Why is High Bandwidth Memory so Hard to Manufacture?

An in-depth look into the incredible engineering behind the memory used in GPUs for AI accelerators.

Aug 31, 2025

∙ Paid

Welcome to a 🔒 subscriber-only deep-dive edition 🔒 of my weekly newsletter. Each week, I help investors, professionals and students stay up-to-date on complex topics, and navigate the semiconductor industry.

If you’re new, start here. As a paid subscriber, you will get additional in-depth content. We also have student discounts and lower annual pricing for purchasing power parity (see discounts). See here for all the benefits of upgrading your subscription tier!

High Bandwidth Memory (HBM) is the most critical component in AI hardware today.

GPUs can provide plenty of TFLOPS but modern compute has hit the ‘memory wall’ where compute resources stay idle while waiting for data from memory. Memory should have enough capacity to hold large model weights and sufficient bandwidth to transfer them quickly to the compute die when needed.

HBM is the only technology that can meet the memory demands for AI training, for now. This makes it a premium commodity.

HBM accounts for 50-60% of GPU manufacturing cost even considering that GPUs are made on leading edge silicon whose cost per wafer is well over $10,000. The estimated cost of HBM memory is $20-$100/GB (depending on pricing deals) when other memory technologies such as LPDDR and GDDR are under the $10/GB mark.

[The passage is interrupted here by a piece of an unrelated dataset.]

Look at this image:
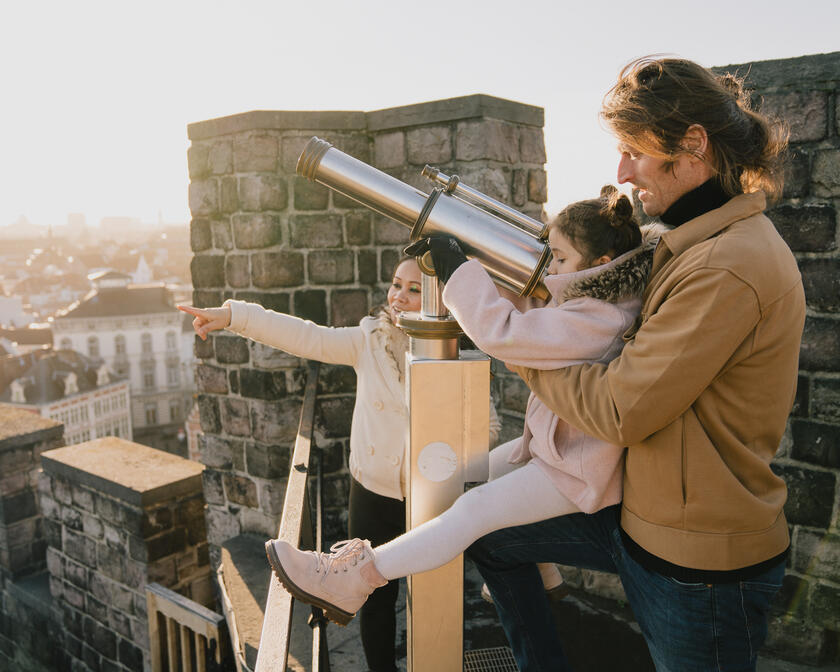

This top-shelf memory commands a premium price due to market demand of course, but more importantly due to the manufacturing complexity involved. There are only three major HBM manufacturers today: SK Hynix, Micron and Samsung. SK Hynix dominates 60-70% of the market share. Samsung has had its fair share of yield struggles in staying competitive in HBM. Another Chinese competitor, ChangXin Memory Technologies (CXMT), is quickly catching up in HBM playing field.

In this post, we will discuss why HBM is so hard to manufacture.

For free subscribers:

Fundamentals: The absolute basics of HBM and where it is used in a GPU.
Physical construction: How ultra-thin DRAM dies are stacked on a silicon interposer, and then placed on a substrate.
DRAM scaling: Fundamentals of DRAM including the 1T1C cell, implementation of capacitor structures, transition to 4F² layout and vertical channel transistors, and 3D DRAM.

For paid subscribers:

Through Silicon Vias (TSVs): How they place constraints for HBM density, and how they are optimized for manufacturability and performance.
Yield, testing and repair: Difficulty of getting high yield, testing strategies needed, built-in self test and repair.
Bonding technologies: Detailed process flows for bonding using thermal compression and using mass reflow, comparison between TC-NCF and MR-MUF, and the future of hybrid bonding for HBM.

Read time: 15-20 mins

This post is too long for email. Please read it on Substack by clicking on the title.

Fundamentals

Let’s start with a 3D model of DRAM from SK Hynix that was on the exhibit floor of the 2025 TSMC Technology Symposium. The layered structure on the right is HBM, connected to an xPU (GPU/CPU) on the left through a silicon interposer. The interposer sits on a package substrate that often has more than sixteen layers and is built on Ajinomoto Buildup Film (ABF).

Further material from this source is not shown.